Ashok leyland was able to save more than 700 Crore in FY25, in part trust of lower raw material price and improved operational efficiency, according to the company.
However, Ashok Leyland’s Market and Product Expaniation Efofts Hit A SNAG Recently with Its Step-Down E-Bus Subsidiary Switch Mobility Ltd in the Uk. In March, The Chennai-Based Company Announced that Switch UK Block Potanally Shut Manufacturing and Assembly Activities at Its Sherburn Facility Due to Slugish Demand and Outlook for E-Buses in the Uk.
“Consultations with (Switch UK’s) Employees are still ongoing, which would lead to shuttering of the operations,” Ashok Leyland’s Chief Financial Officer Km Balaji Told Mint. “We will look to source vehicles for the uk market from nearby locations.”
Hinduja Added that India “Remains one of the most exciting electric check
“Staggered Investments are Always Better in a Market Which is Growing at a Tepid Pace. Financial services. “Ashok leyland is well-placed from a cash position. Its investments into switch mobile
A brighter fy26
Ashok leyland reported a mere 1% growth in fy25 Standalone Revenue to 38,753 Crore as Sales of Commercial Vehicles Remained MUTED. However, the margin on its earnings before interest, taxes, depreciation, and amortization (ebitda) Increased by 90 Basis Points to 15% on the back of lower communication prices and the company’S ‘ Costs.
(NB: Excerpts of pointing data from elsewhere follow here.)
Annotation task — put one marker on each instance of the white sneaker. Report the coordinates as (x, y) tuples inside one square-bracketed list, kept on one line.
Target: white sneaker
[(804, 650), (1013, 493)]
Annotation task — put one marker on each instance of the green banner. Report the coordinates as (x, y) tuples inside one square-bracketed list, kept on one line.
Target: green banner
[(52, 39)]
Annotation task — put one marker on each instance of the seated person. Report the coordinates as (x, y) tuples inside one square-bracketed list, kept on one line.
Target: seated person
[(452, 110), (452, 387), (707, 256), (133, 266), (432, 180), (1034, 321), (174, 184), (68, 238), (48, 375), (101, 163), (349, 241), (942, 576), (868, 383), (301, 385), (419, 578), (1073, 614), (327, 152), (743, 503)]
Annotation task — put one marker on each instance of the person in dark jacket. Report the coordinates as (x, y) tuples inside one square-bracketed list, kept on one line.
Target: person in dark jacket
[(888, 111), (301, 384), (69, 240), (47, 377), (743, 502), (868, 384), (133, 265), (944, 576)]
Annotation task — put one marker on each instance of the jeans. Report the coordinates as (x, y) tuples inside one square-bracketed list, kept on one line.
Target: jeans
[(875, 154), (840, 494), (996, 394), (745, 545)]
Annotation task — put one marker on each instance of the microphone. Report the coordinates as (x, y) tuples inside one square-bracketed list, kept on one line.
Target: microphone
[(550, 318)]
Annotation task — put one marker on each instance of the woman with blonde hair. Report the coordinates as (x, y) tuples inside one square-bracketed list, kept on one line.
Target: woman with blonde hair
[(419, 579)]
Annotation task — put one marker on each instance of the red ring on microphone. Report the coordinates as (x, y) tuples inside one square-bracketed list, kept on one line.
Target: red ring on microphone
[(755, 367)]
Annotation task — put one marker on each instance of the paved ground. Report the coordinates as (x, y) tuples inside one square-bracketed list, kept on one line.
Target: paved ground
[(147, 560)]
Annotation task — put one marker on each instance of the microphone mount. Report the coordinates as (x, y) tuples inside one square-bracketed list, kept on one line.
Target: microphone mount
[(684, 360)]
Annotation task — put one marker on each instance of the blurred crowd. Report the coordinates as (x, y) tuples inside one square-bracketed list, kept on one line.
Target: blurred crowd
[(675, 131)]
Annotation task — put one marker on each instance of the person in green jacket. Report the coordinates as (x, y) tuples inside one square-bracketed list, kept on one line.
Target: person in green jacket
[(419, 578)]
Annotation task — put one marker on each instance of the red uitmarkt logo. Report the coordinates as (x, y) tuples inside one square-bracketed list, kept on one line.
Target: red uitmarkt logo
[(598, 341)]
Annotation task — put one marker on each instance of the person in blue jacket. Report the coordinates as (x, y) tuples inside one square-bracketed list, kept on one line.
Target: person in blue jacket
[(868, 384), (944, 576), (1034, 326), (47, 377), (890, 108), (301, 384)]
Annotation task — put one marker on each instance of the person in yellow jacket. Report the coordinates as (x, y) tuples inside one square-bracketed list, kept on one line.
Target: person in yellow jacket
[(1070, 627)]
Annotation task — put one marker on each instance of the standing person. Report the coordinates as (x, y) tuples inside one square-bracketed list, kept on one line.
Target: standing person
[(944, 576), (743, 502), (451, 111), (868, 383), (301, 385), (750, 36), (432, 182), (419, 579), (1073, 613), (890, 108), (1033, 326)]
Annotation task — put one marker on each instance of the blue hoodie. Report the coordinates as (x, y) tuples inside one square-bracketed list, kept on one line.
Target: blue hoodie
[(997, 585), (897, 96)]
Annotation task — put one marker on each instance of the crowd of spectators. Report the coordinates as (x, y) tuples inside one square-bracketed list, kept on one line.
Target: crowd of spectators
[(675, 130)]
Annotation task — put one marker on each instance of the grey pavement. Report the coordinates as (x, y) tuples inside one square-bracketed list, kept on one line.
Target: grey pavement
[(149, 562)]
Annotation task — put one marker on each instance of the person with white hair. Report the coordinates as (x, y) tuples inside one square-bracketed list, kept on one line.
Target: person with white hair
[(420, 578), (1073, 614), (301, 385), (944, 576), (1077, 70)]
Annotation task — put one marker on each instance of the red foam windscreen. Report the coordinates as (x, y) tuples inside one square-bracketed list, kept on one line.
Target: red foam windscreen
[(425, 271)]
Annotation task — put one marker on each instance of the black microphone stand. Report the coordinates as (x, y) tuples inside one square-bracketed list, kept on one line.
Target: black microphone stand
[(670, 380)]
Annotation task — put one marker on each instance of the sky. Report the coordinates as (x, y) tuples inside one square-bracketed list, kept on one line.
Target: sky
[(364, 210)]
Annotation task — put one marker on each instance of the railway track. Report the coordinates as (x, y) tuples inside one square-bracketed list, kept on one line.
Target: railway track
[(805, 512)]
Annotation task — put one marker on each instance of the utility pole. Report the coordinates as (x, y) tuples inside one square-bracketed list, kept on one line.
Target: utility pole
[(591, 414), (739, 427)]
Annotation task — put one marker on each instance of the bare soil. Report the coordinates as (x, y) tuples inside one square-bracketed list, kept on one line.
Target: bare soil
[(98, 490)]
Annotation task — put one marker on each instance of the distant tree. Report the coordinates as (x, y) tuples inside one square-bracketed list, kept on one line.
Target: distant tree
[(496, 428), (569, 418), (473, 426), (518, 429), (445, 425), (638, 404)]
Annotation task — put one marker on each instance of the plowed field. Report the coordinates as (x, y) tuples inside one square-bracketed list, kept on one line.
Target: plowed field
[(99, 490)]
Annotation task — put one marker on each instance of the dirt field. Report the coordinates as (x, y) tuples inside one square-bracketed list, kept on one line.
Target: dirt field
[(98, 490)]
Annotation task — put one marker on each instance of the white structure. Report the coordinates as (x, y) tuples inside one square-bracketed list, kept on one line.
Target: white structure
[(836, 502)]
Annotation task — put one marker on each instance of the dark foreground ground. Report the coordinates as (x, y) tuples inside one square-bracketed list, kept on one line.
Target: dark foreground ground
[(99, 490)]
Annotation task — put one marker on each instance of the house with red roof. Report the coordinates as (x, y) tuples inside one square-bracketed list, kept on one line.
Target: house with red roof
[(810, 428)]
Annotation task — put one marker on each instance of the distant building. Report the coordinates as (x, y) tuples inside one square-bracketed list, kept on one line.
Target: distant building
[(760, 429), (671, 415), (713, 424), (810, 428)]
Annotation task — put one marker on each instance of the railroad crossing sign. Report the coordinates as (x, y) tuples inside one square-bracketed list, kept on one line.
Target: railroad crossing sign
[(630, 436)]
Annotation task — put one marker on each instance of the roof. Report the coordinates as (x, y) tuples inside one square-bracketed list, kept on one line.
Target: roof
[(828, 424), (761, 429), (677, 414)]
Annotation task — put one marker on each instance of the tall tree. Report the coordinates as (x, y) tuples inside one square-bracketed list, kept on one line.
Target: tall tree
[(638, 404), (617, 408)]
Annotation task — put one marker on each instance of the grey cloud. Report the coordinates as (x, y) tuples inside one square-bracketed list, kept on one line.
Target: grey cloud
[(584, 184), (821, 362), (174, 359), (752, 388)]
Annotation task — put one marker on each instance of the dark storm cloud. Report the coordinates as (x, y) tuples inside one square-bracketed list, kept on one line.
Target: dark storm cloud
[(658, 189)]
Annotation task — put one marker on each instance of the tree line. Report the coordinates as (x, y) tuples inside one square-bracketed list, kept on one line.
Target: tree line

As a result, fy25 profit after tax surged 26% to 3,303 Crore.
In the fourth Quarter of FY25, Ashok Leyland’s Revenue Improved 6% to 11,907 Crore while Profit after Tax Jumped 38% to 1,246 Crore.
The company’s management expects revenue growth to improve in fy26 as it sees India’s commercial vehicle market growing in mid single-digits during the year.
Volume Growth will be driven by macroeconomic growth and better monsoons during the year, which should live boost demand for commercial vehicles in the second half of this Financial Year, SAID HINDUJA.
“This fiscal is likely to see growth compared to the flattish fiscal 2025 for our reviews. Hinduja said.
Ashok Leyland’s Commercial Vehicle Sales in FY25 Improved 0.2% from the year before to 195,093 units. Exports, Thought, Improved 29% to 15,255 Units in FY25.